Join us for the San Francisco Net Tuesday on September 9:
Involver: How Nonprofits Can Create Video Campaigns for Social Networks.
The 2006 conference was great and I think the organizers had a great idea to make N2Y2 focus on 20 great projects. Everyone is going to learn a ton.
Here are my top 7 proposals:
1. Open Community Radio: KRUU-LP 100.1 FM. Many of the proposals are "meta" -- building tools and hoping others will find them useful -- or remote -- attempting to help folks thousands of miles away. That's all good, but some entirely local -- of, by, and for -- projects provide a good contrast and grounding. KRUU is a great example of the latter. Community radio has been a mainstay of progressive communications for decades, and KRUU is taking the concept to the next level, with 99% locally produced content and running on 100% open source.
2. OpenStreetMap. Maps are a crucial tool for organizing and much else and should not be locked up.
3. Open Source, Open Standards Video. As with maps...
4. Hooze & Wagn: Organically Grown Public Data on Products and Companies. I'm skeptical of any Wiki/database thing that doesn't just use Semantic MediaWiki, but Wagn looks different and viable enough to be interesting, and product/company data is a useful public good.

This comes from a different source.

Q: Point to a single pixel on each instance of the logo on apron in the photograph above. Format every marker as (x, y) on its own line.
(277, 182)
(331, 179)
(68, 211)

5. Access to Markets and Education: Fair Trade Language Tutoring via Webcam (http://www.SpeakShop.com). Languages open up opportunities and promote understanding; there's no reason language learners shouldn't leverage the net and native speakers wherever the teacher and learner may live.
6. HELP International Telemedicine Humanitarian Emergency Mobile Medical Clinic Network. Telemedicine has potential to radically equalize access to surgery and opportunity for surgeons worldwide. On that basis I would rank this proposal even higher, but I don't have enough knowledge to really evaluate it.
7. CommunityGoals - The Online Goal Marketplace. Increasing collective intelligence and finding non-coercive methods of producing public goods and reaching consensus will improve the lot of humanity, to put it mildly. This seems like the best of the "meta" proposals. I'm not ranking it higher because it's really hard to make "meta" projects work, but this looks like an extremely useful experiment.
Comments
A bit more about KRUU
Mike, thanks much for your positive comments on our project.
Your points about community radio being a mainstay of progressive communications is a very important one - and something I believe a lot of people have forgotten. In running the project for 6 months, we've found out some very interesting things:
1. The global community is affected greatly by local, small-scale successes. We have been in touch with community radio stations in India and Africa. They have been excited to tell their community stories because they saw that we could do it easily. Our connection to them makes us more interested in their issues. A global network of such community connections is important for people to feel like their voices count (especially when media conglomeration drowns those voices out constantly)!
2. Communities (even completely untrained ones) do as good a job as professionals. The people involved in this project came together because they wanted to uplift their audience (in whichever way that works out - whether through death metal or ambient soundscapes). And they've exceeded our wildest expectations: they tell the community stories better, they play better music, and they bring up issues that are not addressed in the "mainstream" press.
3. The general American audience has been completely sick of commercial radio for some time, and most people don't tune in to radio at all, unless they've forgetten to update their CD collection.
Every week we hear from a complete stranger who comes by our station and is absolutely thrilled that they've been able to find something worth listening to on the radio again!
4. We could not have accomplished our global reach in this project without the absolutely outstanding software and social-net tools that the open source community has provided.
We'd like to be able to spread our success so other community stations can spring up worldwide, and be able to tell their stories and share their talents with the world.
Thank you for putting us in your Top 7!
We really appreciate your vote!
Speak Shop is bringing together networks that will reduce poverty by creating online tutoring opportunities for skilled educators in developing countries and connect people from other cultures across time and space for language and cultural learning.
We're also working on tools to link language learning with virtual spaces such as Second Life, so that people can be transported to a location and "study abroad" alongside people from all parts of the globe, visiting replicas of towns, natural wonders, etc. and creating their own countries and spaces. The more ways people can learn about each other, communicate and interact through web technologies, the more peace we'll find together in the real world.